The gross profit margin is basically the same as the same period last year, and the operating expenses are controlled to a certain extent. In terms of gross profit margin, 3Q22 gross profit margin is 30.5%, which is basically the same as the same period last year, and the month-on-month increase in 3.9ppt. In terms of operating expenses, the 3Q22 sales expense rate, management expense rate and R & D expense rate are 10.9%, 16.1%, 3.7%, respectively, which is higher than the same period last year. In absolute terms, operating expenses have decreased to a certain extent. We believe that under the current business pressure, the company has certain control over costs.

Pay attention to the development potential of radio and television media integration, waiting for business transformation and upgrading. We believe that in the medium to long term, the development tone of the company's radio and television media integration is expected to continue, but the ability of streaming media business to integrate products, content, channels, shopping and other online core resources still needs to be further improved. Radio and television network business is still in the early exploratory stage of transformation, it is recommended to pay attention to the synergy potential of the company's online and offline business, and promote further upgrading of the business.
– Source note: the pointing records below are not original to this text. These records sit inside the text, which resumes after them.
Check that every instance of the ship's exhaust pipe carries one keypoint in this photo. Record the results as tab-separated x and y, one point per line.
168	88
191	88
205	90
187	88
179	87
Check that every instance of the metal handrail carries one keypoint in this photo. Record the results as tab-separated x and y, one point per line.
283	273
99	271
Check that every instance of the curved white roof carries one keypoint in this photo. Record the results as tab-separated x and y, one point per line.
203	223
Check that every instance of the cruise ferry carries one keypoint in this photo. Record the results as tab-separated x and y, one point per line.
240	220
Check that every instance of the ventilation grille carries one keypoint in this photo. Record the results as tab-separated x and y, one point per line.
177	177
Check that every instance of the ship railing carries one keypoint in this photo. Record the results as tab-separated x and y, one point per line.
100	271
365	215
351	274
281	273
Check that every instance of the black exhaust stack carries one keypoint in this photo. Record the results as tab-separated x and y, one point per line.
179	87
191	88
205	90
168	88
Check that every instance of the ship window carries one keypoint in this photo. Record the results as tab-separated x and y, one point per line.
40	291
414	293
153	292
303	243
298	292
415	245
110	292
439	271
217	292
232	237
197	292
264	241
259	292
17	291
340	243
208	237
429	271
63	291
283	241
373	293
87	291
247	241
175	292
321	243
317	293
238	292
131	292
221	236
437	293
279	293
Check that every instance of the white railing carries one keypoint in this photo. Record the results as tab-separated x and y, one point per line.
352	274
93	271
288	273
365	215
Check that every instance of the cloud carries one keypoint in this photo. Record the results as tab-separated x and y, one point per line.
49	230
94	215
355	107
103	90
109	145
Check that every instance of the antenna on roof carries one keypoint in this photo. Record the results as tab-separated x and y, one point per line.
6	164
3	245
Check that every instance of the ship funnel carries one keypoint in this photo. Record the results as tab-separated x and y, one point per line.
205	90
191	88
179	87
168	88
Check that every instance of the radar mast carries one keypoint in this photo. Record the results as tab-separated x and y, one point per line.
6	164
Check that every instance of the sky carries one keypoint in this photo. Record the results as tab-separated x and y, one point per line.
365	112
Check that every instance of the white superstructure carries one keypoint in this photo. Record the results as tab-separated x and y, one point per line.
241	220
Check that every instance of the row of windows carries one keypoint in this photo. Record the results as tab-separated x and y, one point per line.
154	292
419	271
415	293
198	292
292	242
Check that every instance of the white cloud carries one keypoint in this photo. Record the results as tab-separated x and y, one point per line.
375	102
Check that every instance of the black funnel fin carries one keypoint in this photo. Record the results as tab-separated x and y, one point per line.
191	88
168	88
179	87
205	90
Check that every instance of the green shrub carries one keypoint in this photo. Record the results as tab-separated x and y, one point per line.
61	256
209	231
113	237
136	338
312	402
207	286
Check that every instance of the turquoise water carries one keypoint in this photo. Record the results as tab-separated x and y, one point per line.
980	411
Profit forecast and valuation

As offline business was greatly affected by the epidemic, we reduced net profits by 78.6% and 31.8% to 351 million yuan and 1.112 billion yuan in 2022 and 2023 respectively. The current share price corresponds to 18.4 times the 2023 PCME.

To maintain the neutral rating, due to the earnings forecast downgrade, and considering that 2022 was repeatedly affected by the epidemic, we switched to the 2023 Pamp E valuation, and we lowered the target price by 33.4% to 5 yuan, corresponding to 15 times 2023 Pmax E. there is 16.4% downside compared to the current stock price.

Risk

The impact of the epidemic was smaller than expected, competition eased, and new business advanced more than expected.

The translation is provided by third-party software.